Voyance - Credits Jonathan Mieze
Voyance – Credits Jonathan Mieze (CC BY 2.0)

Prévoir notre avenir collectif, sans même disposer d’une boule de cristal, est à notre portée. Il suffit de se référer à un indicateur qui ne relève pas de la magie, précis, disponible mais rarement consulté. Ce tableau du futur prochain est celui des brevets déposés chaque jour dans le monde : tout inventeur n’est pas nécessairement porteur d’avenir, mais sur le grand nombre, il n’est pas d’innovation qui ne soit protégée par un brevet. Que l’innovation soit le fondement du progrès fut compris en Grande-Bretagne au début du XVIIIe siècle : le Parlement britannique protégeait alors la propriété intellectuelle des inventeurs. Il revint ensuite à Thomas Jefferson d’inscrire dans la Constitution des États-Unis cette propriété intellectuelle, considérant que le brevet deviendrait la véritable richesse de sa nouvelle nation. À Jefferson, il revient aussi d’avoir limité la propriété intellectuelle dans le temps, afin que le brevet ne devienne pas un obstacle à la concurrence. Ces principes sont devenus universels, mais tous les brevets ne se valent pas. L’indicateur significatif est le tableau des brevets dits triadiques, déposés aux États-Unis, en Europe et au Japon, ce qui leur confère une validité quasi universelle.

Quels pays inventent ?

De ce tableau, il ressort que le nombre de brevets croît de manière géométrique, puisque le nombre des chercheurs augmente et que le progrès est cumulatif : plus on cherche, plus on trouve. On trouve où on cherche, en premier lieu aux États-Unis, avec un tiers des brevets triadiques annuels. Sachant qu’une proportion significative de ces brevets deviendront les produits et services de l’avenir proche, la prééminence des États-Unis n’est pas en doute ni menacée.

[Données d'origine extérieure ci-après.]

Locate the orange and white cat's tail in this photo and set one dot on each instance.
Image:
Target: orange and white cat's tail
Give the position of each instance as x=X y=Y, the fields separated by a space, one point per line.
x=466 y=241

Immédiatement derrière les États-Unis, le Japon reste le second porteur d’innovations. On s’en est rendu compte lorsque la catastrophe de Fukushima (en 2011) avait paralysé l’industrie japonaise, interrompant par contrecoup des entreprises du monde entier, privées de pièces détachées que le Japon seul fournissait. L’Europe arrive en troisième position avec une contribution prépondérante de la Grande-Bretagne, de l’Allemagne, de la France, du Danemark, de la Belgique et de la Suisse. Par habitant, le Japon et la Suisse sont les deux leaders mondiaux de l’innovation. L’Europe traverse donc une phase difficile, mais elle n’est pas marginalisée : avec les États-Unis et le Japon, voici la troïka qui mène le monde. Ce qui permet de comprendre pourquoi, même lorsque la croissance ralentit, la qualité de vie s’améliore grâce à l’innovation : de la santé au téléphone par exemple.

Et les pays « émergents » ? Ils n’émergent pas ou peu : le seul qui apparaît sur l’écran radar de l’innovation est la Corée du Sud. Taïwan aussi frémit. Derrière, rien : la Chine, l’Inde, le Brésil, la Russie ne déposent que des brevets à usage interne, dont l’objet est avant tout de bloquer la concurrence étrangère. La croissance de ces pseudo-émergents reste, pour l’instant, fondée sur l’imitation et la sous-traitance. La carte du monde de demain ressemble à la carte du monde d’aujourd’hui.

Qu’invente-t-on ?

À suivre les brevets triadiques, on perçoit les novations majeures. On en soulignera cinq : la fabrication en 3D, la médecine à distance, l’internet des choses, l’alimentation de synthèse, l’éducation à distance.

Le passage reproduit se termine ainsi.